You can see the trigger in action every time you use file and folder completions (e.g. with cd). When you type a /, Fig will regenerate its list of file and folder suggestions by appending the path of what you've already typed to your current working directory. e.g. If I had already typed "desktop". The current list of suggestions is from the ~ directory and getQueryTerm is "desktop". Then I type "/" so it says "desktop/", the trigger would return true, Fig will generate suggestions for the directory ~/desktop/ and the query term will become an empty string.


Type: StringOrFunction\<string, string>



Read the note above on how triggers work. Triggers and query term may seem similar but are actually different. The trigger defines when to regenerate new suggestions. The query term defines what characters we should use to filter over these suggestions.

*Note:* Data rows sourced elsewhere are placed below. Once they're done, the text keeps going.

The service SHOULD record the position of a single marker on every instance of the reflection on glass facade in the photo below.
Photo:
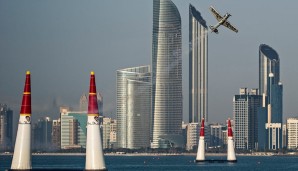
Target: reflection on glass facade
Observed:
(133, 107)
(166, 75)
(272, 89)
(198, 67)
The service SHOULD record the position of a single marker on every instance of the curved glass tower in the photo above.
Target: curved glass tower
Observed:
(268, 63)
(198, 67)
(166, 75)
(272, 90)
(133, 107)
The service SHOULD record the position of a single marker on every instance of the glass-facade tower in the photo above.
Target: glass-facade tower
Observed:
(198, 67)
(271, 89)
(133, 107)
(166, 75)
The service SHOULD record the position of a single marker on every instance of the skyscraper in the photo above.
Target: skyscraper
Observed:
(42, 134)
(100, 103)
(133, 107)
(198, 66)
(84, 102)
(166, 75)
(6, 117)
(245, 107)
(56, 134)
(73, 129)
(271, 89)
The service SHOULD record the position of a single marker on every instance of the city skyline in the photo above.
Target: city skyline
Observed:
(44, 39)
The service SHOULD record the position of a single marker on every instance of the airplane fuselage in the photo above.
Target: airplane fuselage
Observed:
(222, 21)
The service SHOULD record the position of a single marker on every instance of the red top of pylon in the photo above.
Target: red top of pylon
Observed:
(92, 105)
(202, 131)
(230, 132)
(26, 102)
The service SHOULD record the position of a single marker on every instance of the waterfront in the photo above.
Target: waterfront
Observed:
(161, 162)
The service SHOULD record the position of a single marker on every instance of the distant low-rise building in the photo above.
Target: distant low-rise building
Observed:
(108, 127)
(73, 129)
(192, 136)
(292, 126)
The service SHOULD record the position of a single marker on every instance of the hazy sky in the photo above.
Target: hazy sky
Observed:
(61, 41)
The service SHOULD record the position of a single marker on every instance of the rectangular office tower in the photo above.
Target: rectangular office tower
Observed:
(133, 107)
(271, 89)
(198, 66)
(166, 75)
(245, 108)
(73, 129)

It can be a function: this takes in what the user has currently typed as a string and outputs a separate string that is used for filtering. It can also be a string: this is syntactic sugar that takes everything in the string after the character(s) you choose.

Use some logging in the function to work out what the trigger is.


cd has a filter term of "/". If an argument to cd includes a "/" Fig will filter over all of the suggestions generated using the string AFTER the last "/"


Type: ( tokens: string[], executeShellCommand: ExecuteShellCommandFunction, shellContext?: ShellContext ) => Promise\<Suggestion[]>



Custom function is a bit like script as a function, however, it gives you full control.

It is an async function.

It takes two or three arguments:

  1. Tokens: an array of tokens of what the user has typed
  2. executeShellCommand: a function that takes a string as input. It executes this string as a shell command on the user's device from the same current working directory as their terminal. It outputs a text blob. It is also async.
  3. shellContext: information about the shell session the user is currently working in

It must return an array of suggestion objects.


const generator: Fig.Generator = {
custom: async (tokens, executeShellCommand) => {
const out = await executeShellCommand("ls");
return out.split("\n").map((elm) => ({ name: elm }));


Type: Cache



For commands that take a long time to run, Fig gives you the option to cache their response. You can cache the response globally or just by the directory they were run in You just need to specify a ttl (time to live) for how long the cache will last (this is a number) You can also optionally turn on the ability to just cache by directory (cacheByDirectory: true)


The kubernetes spec makes use of this.